Muitos fundos têm usado as bolsas de mercadorias para especular com a antecipação da compra de safras futuras em busca de melhor rentabilidade, o que também contribui para valorizar o preço de commodities como o trigo e o arroz.
Segundo a FAO, os preços internacionais do arroz começaram uma escalada desde o início do ano, depois de subirem 9% em 2006 e 17% em 2007. O preço do produto subiu 12% em fevereiro e mais 17% em março, segundo o índice All Rice Price, elaborado pela entidade.
>>> Condições climáticas
O clima é outro fator que reduziu a quantidade de alimentos produzida no mundo, segundo relatório da ONU divulgado na semana passada.
As condições climáticas desfavoráveis devastaram culturas na Austrália e reduziram as colheitas em muitos outros países, em particular na Europa, segundo a FAO.
Segundo as previsões da FAO, as reservas mundiais de cereais caíram para o seu nível mais baixo em 25 anos com 405 milhões de toneladas em 2007/2008, 5% (21 milhões de toneladas) abaixo do nível já reduzido do ano anterior.
>>> Biocombustíveis?
“Os biocombustíveis são apenas uma gota no oceano desse cenário de aumentos”, diz a professora da Universidade Federal do Rio de Janeiro Suzana Kahn Ribeiro.
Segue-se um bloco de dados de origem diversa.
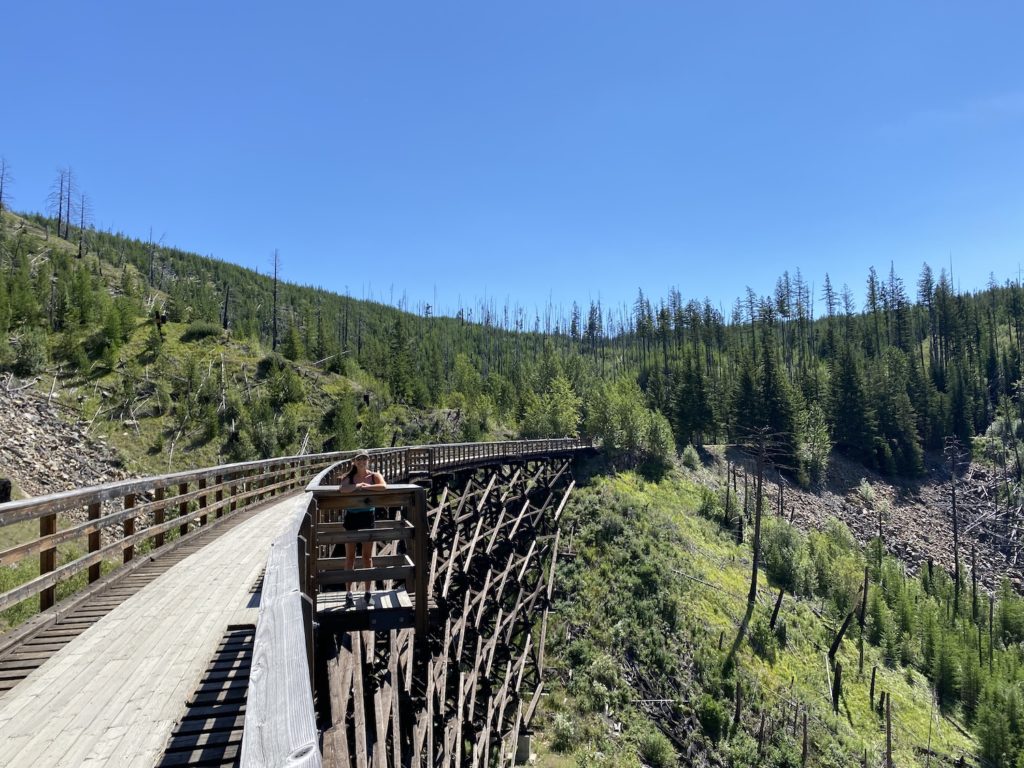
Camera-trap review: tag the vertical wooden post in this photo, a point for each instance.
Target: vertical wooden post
(974, 583)
(219, 496)
(889, 732)
(803, 753)
(422, 563)
(129, 527)
(837, 685)
(202, 501)
(862, 617)
(94, 542)
(158, 517)
(991, 613)
(183, 508)
(307, 604)
(778, 604)
(727, 471)
(47, 560)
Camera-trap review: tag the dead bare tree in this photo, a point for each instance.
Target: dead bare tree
(765, 445)
(275, 262)
(84, 220)
(954, 455)
(5, 181)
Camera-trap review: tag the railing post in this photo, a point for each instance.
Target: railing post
(129, 527)
(307, 603)
(219, 496)
(182, 508)
(419, 514)
(94, 539)
(158, 518)
(202, 501)
(47, 560)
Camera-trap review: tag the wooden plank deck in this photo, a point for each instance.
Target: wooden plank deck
(113, 695)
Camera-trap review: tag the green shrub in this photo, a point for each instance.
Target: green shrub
(763, 640)
(656, 751)
(781, 632)
(710, 506)
(563, 733)
(690, 458)
(200, 330)
(784, 554)
(714, 717)
(32, 355)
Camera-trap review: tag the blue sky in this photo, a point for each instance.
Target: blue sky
(534, 151)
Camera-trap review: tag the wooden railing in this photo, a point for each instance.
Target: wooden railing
(147, 513)
(280, 716)
(143, 514)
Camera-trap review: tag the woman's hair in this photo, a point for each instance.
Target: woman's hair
(350, 474)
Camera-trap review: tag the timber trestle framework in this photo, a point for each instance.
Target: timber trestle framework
(437, 663)
(433, 655)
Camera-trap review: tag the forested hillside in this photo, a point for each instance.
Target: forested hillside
(883, 379)
(182, 360)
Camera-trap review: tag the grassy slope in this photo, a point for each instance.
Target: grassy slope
(654, 583)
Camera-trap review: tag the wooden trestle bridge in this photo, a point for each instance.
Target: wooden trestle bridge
(207, 617)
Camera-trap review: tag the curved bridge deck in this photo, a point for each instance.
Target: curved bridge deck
(133, 668)
(114, 694)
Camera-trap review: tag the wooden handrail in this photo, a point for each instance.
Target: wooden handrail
(162, 504)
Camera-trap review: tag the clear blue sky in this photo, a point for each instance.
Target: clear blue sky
(545, 150)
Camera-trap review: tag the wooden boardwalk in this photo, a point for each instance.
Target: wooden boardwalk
(113, 695)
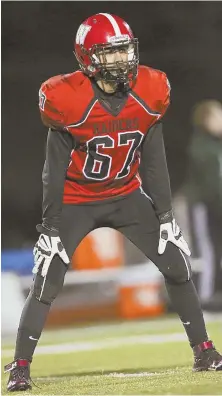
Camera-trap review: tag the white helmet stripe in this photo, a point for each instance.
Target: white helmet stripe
(113, 23)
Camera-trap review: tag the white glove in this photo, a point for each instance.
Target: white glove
(45, 249)
(170, 232)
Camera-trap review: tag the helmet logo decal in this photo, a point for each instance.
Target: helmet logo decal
(82, 33)
(113, 23)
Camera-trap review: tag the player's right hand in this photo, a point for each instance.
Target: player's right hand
(45, 249)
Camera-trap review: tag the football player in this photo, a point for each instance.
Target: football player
(105, 166)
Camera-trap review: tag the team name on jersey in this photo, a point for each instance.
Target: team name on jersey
(122, 124)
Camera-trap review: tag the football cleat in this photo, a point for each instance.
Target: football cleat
(206, 357)
(19, 378)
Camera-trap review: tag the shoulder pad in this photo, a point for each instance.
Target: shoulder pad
(55, 96)
(154, 88)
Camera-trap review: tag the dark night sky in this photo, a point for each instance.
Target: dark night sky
(181, 38)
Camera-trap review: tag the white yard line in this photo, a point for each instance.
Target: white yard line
(106, 344)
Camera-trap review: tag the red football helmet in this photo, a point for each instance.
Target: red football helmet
(99, 35)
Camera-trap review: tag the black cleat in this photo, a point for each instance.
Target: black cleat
(206, 357)
(19, 378)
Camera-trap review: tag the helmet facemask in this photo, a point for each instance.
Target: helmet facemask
(117, 71)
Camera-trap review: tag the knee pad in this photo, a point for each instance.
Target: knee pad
(46, 289)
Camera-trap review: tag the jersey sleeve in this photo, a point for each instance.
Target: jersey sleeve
(163, 100)
(50, 104)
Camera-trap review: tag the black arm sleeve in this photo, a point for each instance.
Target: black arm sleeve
(153, 170)
(58, 150)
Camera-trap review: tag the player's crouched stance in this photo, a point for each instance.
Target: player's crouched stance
(104, 130)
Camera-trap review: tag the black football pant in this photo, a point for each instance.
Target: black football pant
(133, 215)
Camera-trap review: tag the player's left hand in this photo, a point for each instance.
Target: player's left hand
(45, 249)
(170, 232)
Segundo ela, o caso do biocombustível é particular do etanol fabricado a partir do milho dos Estados Unidos. “O milho é uma cultura alimentar e, de fato, começou a haver um desvio da produção de milho com finalidade para alimento para a produção do etanol”, diz. Com a redução da oferta de milho subiu o preço dos derivados, o que começou um processo em cadeia: aumentou o preço da ração dos animais e, conseqüentemente, das carnes. “No Brasil (onde o etanol é feito a partir da cana-de-açúcar) a realidade é bem diferente; tanto que no nosso histórico dos últimos 30 anos aumentamos a produção não só de etanol, mas também de alimentos”, diz.